Il y a cinquante ans, si votre téléviseur était en panne, vous pourriez le faire réparer dans votre magasin d'électronique local. De nos jours, une télé cassée signifie probablement un voyage chez Best Buy.

L'électronique est devenue plus difficile à réparer. C'est en partie parce qu'ils sont devenus plus complexes. Mais une partie du problème est inhérente à la conception. Les fabricants limitent de plus en plus les informations de réparation aux centres de réparation agréés, ce qui empêche les consommateurs et les réparateurs indépendants de faire face aux problèmes les plus simples. C'est simplement plus facile (et parfois moins cher) d'acheter quelque chose de nouveau.

Un nombre croissant de personnes, y voyant un état de choses déraisonnable, ripostent. Dans un mouvement dit du «droit de réparer», cette coalition informelle de défenseurs des droits des consommateurs, de réparateurs et de particuliers s'emploie à créer une législation qui empêcherait les entreprises de conserver la confidentialité des informations de réparation.

L'idée d'obsolescence programmée n'est pas nouvelle. Toutefois, le recours à la «prévention des réparations» pour rendre les produits obsolètes est en train de croître, disons le droit de réparer les promoteurs. De nombreuses entreprises qui fabriquent des produits électroniques, des ordinateurs portables aux réfrigérateurs en passant par l'ordinateur de bord de votre voiture, appliquent désormais des restrictions qui empêchent les consommateurs de les faire réparer ailleurs que dans un atelier de réparation agréé. Certaines entreprises utilisent des verrous numériques ou des logiciels protégés par des droits d'auteur pour empêcher les consommateurs ou les réparateurs indépendants d'apporter des modifications.

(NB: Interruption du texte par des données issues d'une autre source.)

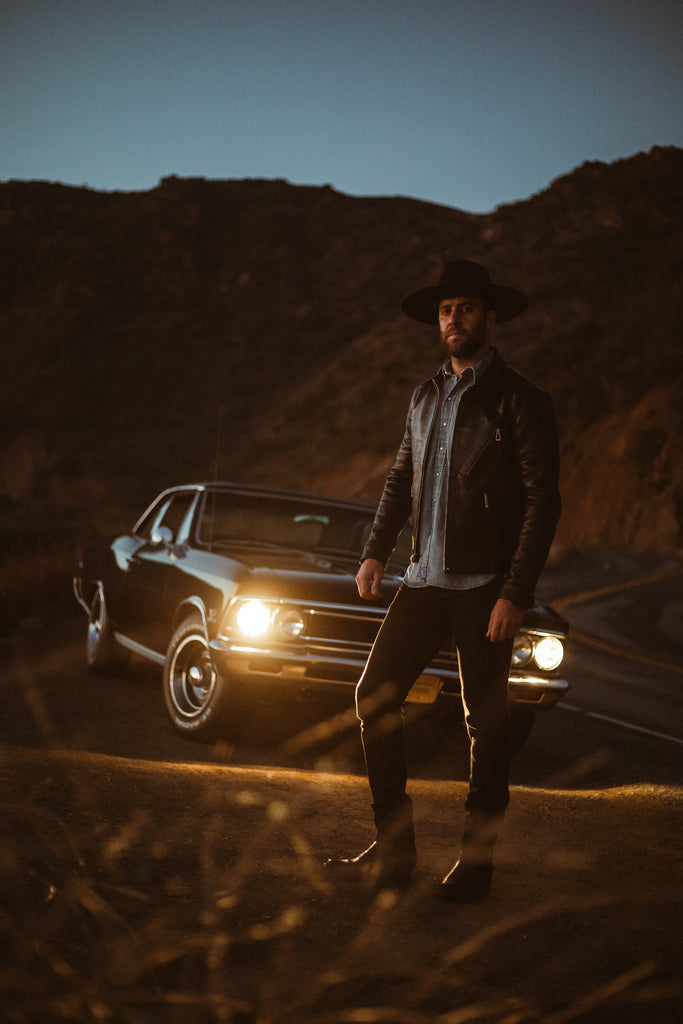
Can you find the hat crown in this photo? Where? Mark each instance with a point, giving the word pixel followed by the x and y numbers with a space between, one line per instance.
pixel 459 279
pixel 467 278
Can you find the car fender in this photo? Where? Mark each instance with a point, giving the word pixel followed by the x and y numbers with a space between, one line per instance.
pixel 191 605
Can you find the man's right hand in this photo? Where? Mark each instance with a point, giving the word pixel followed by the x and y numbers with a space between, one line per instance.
pixel 369 579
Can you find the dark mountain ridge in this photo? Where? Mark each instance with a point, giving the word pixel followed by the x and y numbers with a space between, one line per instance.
pixel 251 329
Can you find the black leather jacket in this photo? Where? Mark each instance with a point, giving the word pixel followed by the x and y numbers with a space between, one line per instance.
pixel 504 500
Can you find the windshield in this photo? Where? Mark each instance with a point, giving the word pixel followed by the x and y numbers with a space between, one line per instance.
pixel 298 522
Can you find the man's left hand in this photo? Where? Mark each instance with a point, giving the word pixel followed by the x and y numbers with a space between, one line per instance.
pixel 505 621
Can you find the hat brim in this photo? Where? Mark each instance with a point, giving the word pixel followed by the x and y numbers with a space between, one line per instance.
pixel 421 305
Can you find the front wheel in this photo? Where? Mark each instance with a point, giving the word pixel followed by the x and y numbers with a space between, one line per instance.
pixel 201 704
pixel 102 652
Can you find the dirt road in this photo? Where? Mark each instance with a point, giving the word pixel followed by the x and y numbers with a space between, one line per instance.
pixel 146 880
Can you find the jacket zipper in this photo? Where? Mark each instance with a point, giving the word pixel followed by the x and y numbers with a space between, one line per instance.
pixel 422 481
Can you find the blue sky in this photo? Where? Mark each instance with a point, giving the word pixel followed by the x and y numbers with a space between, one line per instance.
pixel 470 103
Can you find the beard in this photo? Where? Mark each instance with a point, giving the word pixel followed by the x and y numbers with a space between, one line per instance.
pixel 467 343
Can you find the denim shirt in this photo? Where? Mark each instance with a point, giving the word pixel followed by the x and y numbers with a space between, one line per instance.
pixel 428 569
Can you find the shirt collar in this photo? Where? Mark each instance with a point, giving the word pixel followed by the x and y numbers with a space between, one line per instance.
pixel 477 370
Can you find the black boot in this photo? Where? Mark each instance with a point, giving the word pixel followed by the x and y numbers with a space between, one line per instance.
pixel 470 880
pixel 388 862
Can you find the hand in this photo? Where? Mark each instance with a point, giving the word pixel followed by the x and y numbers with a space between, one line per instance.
pixel 369 579
pixel 505 621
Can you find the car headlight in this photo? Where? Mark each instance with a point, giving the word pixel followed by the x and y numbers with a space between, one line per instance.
pixel 548 653
pixel 289 623
pixel 253 619
pixel 522 651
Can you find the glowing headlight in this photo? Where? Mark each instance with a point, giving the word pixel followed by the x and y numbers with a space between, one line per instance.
pixel 253 619
pixel 548 653
pixel 522 651
pixel 290 623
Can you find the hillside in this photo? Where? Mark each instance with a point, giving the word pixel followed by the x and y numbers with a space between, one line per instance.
pixel 251 328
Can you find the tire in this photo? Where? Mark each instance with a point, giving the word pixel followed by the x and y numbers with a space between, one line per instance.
pixel 202 705
pixel 103 654
pixel 521 723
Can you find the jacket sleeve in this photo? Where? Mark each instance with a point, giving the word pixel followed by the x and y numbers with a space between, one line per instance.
pixel 395 504
pixel 538 459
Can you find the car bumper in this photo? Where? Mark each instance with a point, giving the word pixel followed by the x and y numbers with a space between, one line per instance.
pixel 329 672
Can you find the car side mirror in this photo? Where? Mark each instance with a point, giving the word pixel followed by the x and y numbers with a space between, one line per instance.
pixel 162 535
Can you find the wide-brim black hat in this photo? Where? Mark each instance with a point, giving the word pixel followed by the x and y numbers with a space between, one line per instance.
pixel 464 276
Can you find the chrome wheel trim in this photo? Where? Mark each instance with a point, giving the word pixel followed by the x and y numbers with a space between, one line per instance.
pixel 191 678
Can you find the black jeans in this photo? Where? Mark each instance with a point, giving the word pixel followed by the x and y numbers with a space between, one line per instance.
pixel 418 624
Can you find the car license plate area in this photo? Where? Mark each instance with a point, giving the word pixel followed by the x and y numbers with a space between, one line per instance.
pixel 425 690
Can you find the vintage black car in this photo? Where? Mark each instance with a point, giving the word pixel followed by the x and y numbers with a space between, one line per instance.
pixel 239 590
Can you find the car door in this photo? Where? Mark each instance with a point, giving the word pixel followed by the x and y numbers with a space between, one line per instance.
pixel 147 613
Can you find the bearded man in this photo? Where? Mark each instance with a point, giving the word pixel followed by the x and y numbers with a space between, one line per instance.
pixel 477 472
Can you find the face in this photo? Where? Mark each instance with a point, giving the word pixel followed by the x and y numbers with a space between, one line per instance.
pixel 465 325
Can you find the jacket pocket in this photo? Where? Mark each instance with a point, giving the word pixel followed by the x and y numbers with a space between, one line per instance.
pixel 484 456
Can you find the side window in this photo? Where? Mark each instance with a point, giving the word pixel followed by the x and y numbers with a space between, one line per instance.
pixel 174 515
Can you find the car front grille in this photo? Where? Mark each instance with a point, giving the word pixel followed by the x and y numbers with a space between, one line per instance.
pixel 332 626
pixel 338 630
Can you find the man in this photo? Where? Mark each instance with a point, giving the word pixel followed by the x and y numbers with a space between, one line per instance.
pixel 477 472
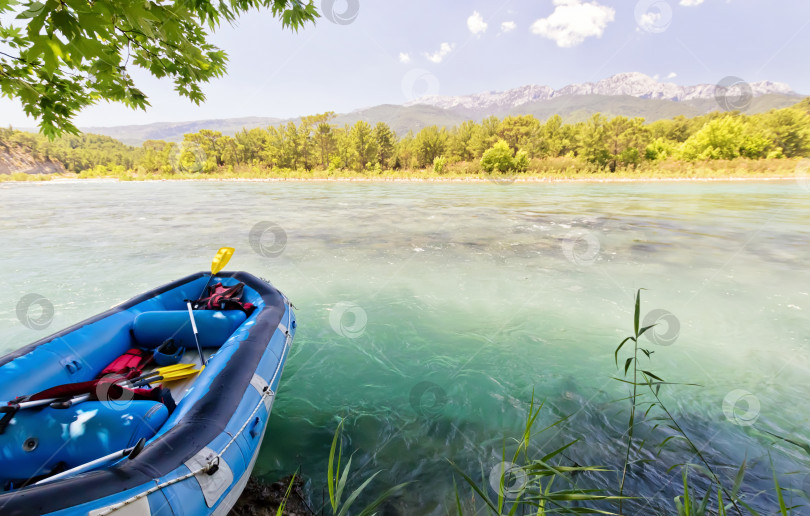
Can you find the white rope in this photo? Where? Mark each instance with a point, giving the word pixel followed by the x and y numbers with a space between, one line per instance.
pixel 214 460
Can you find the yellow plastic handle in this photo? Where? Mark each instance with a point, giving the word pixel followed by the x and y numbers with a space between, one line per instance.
pixel 221 259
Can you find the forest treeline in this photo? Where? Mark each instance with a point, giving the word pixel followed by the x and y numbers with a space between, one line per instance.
pixel 512 144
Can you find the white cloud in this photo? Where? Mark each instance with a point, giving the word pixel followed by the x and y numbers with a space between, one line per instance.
pixel 476 23
pixel 573 20
pixel 439 55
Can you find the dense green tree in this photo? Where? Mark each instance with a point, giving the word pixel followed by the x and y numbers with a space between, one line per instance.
pixel 789 130
pixel 364 146
pixel 500 158
pixel 385 139
pixel 323 137
pixel 594 141
pixel 459 141
pixel 520 132
pixel 616 143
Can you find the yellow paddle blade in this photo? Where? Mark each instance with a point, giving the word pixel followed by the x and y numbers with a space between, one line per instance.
pixel 172 368
pixel 180 375
pixel 221 259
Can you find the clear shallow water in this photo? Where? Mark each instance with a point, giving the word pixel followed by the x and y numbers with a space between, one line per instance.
pixel 429 313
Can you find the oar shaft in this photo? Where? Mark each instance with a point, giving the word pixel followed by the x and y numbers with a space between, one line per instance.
pixel 87 466
pixel 194 328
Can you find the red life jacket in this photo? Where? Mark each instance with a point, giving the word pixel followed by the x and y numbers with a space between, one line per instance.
pixel 221 297
pixel 129 365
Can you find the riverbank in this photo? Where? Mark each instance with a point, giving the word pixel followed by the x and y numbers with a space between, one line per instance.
pixel 548 171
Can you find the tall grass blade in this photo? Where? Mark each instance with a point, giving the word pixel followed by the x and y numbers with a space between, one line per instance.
pixel 286 495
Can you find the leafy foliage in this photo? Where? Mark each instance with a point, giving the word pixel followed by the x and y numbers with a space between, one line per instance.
pixel 64 55
pixel 513 145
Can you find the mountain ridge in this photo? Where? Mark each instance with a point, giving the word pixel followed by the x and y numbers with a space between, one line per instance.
pixel 629 94
pixel 632 84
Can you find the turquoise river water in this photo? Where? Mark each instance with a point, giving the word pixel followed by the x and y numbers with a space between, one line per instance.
pixel 429 313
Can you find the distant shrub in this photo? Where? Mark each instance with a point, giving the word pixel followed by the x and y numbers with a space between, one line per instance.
pixel 439 164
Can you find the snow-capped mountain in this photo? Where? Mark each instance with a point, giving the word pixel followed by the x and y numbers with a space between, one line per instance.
pixel 632 84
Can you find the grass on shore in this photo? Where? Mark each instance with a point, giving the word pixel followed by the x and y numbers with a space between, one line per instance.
pixel 558 169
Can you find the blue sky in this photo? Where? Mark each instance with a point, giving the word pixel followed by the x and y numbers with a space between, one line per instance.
pixel 390 51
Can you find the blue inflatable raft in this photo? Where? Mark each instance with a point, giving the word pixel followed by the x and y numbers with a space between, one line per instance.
pixel 140 456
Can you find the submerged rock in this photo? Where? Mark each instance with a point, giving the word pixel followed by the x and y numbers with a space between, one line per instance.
pixel 260 499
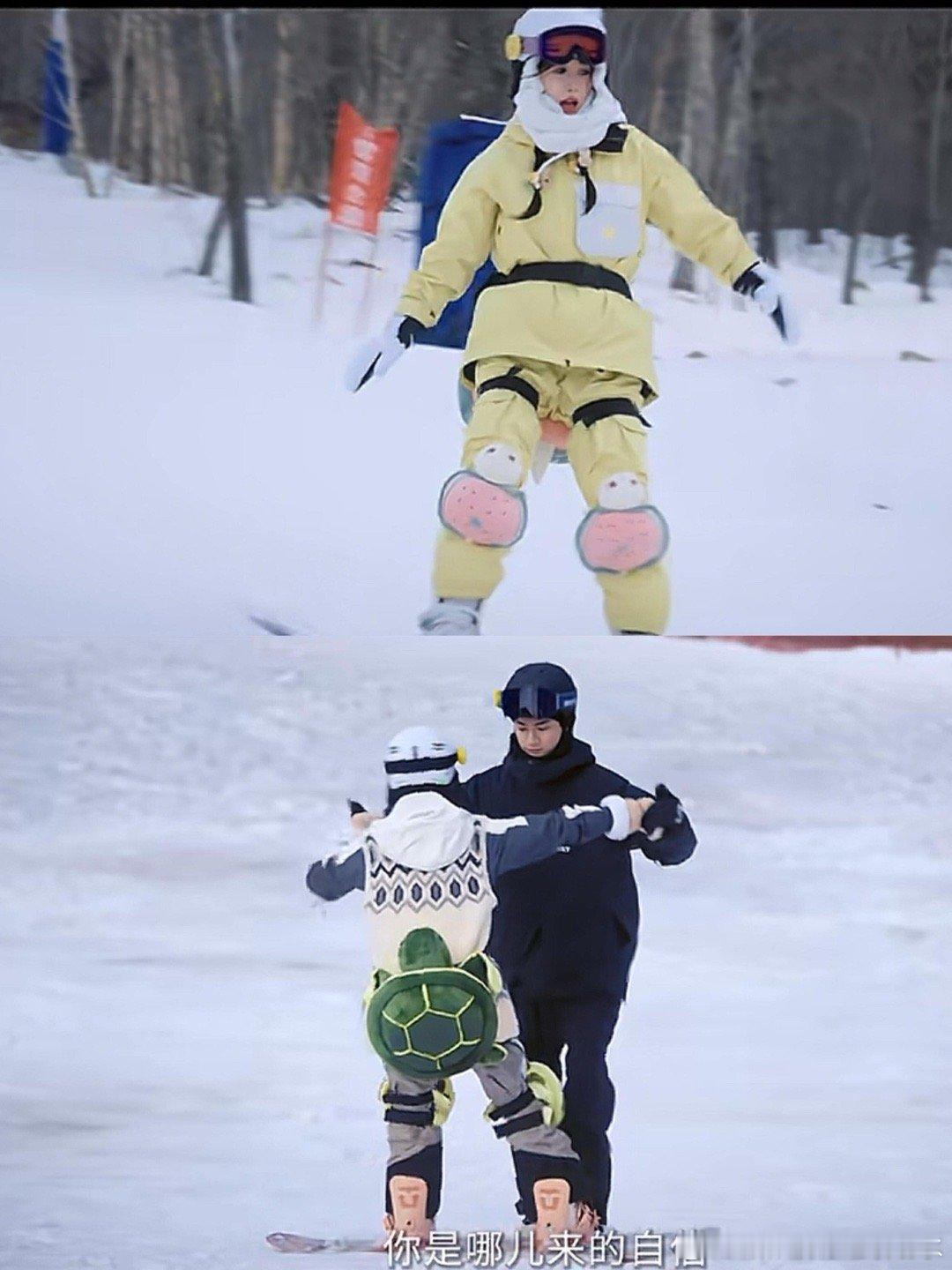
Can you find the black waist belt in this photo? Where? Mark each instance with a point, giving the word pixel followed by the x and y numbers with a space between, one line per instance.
pixel 576 272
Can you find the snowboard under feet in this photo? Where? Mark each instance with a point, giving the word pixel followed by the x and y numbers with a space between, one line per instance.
pixel 285 1243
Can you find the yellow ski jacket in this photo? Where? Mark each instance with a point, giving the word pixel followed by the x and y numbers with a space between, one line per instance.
pixel 560 322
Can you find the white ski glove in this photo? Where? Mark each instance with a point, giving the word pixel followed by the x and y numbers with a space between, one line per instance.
pixel 375 358
pixel 626 814
pixel 763 286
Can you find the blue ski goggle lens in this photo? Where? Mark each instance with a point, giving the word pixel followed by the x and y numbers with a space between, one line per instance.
pixel 533 701
pixel 560 45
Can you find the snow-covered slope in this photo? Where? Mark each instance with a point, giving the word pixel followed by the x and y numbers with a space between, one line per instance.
pixel 172 460
pixel 182 1053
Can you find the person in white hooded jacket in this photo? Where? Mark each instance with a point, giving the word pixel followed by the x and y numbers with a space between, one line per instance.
pixel 428 863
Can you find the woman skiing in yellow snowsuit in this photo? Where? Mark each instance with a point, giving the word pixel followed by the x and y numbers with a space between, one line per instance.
pixel 560 202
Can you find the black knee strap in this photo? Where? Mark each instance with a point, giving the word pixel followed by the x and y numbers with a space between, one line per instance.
pixel 407 1100
pixel 531 1120
pixel 427 1165
pixel 518 1104
pixel 513 381
pixel 591 412
pixel 421 1117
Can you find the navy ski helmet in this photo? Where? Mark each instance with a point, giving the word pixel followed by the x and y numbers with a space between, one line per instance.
pixel 539 691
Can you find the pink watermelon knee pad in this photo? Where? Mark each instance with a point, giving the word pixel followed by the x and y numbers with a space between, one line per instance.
pixel 621 542
pixel 492 516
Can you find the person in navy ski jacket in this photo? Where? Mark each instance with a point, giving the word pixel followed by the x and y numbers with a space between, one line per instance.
pixel 564 934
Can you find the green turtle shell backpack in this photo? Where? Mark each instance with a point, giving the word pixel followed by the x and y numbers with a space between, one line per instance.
pixel 435 1019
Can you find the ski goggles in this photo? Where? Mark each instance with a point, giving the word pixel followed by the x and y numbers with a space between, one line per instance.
pixel 559 45
pixel 533 701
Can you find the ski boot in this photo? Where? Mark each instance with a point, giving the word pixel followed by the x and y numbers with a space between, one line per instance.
pixel 450 617
pixel 409 1221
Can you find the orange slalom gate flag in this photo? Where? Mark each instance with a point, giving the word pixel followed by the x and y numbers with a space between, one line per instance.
pixel 361 170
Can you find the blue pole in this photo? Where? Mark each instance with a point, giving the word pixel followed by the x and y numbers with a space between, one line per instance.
pixel 57 132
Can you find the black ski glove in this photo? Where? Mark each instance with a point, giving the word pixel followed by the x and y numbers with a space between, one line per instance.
pixel 664 813
pixel 762 285
pixel 409 332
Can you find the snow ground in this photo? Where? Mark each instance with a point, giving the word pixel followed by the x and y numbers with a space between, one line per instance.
pixel 172 460
pixel 183 1062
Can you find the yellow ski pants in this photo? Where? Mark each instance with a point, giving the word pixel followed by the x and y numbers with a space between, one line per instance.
pixel 636 601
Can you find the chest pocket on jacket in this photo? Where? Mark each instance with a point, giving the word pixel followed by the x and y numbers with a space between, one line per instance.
pixel 614 225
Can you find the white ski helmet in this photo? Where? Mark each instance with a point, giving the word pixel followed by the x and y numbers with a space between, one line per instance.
pixel 522 43
pixel 420 756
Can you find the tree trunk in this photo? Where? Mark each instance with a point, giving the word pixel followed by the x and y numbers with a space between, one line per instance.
pixel 661 70
pixel 859 213
pixel 78 146
pixel 697 141
pixel 762 183
pixel 122 42
pixel 178 163
pixel 235 172
pixel 206 265
pixel 282 136
pixel 929 240
pixel 150 75
pixel 732 183
pixel 216 98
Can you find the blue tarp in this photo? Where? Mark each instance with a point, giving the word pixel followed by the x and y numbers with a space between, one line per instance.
pixel 56 117
pixel 450 147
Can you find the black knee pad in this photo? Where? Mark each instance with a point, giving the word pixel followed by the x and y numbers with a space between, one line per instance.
pixel 532 1168
pixel 428 1166
pixel 603 407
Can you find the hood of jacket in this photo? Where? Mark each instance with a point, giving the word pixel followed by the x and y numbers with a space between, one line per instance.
pixel 424 831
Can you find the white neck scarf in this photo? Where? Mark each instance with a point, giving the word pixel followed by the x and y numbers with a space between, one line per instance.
pixel 562 133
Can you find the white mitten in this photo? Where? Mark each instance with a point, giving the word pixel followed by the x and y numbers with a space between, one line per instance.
pixel 376 355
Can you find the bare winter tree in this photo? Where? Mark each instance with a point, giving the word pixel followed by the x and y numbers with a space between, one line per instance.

D'autres refusent simplement de partager leurs manuels de réparation. Certains ajoutent des clauses d'impression fine à leurs contrats d'utilisation afin que les clients s'engagent (souvent à leur insu) à ne pas réparer leurs propres produits.

«La plupart des gens rencontrent le problème, mais ils ne savent pas qu'il existe une solution et ils ne savent pas non plus que les fabricants se comportent mal», a déclaré Gay Gordon-Byrne, directeur exécutif de The Repair Association.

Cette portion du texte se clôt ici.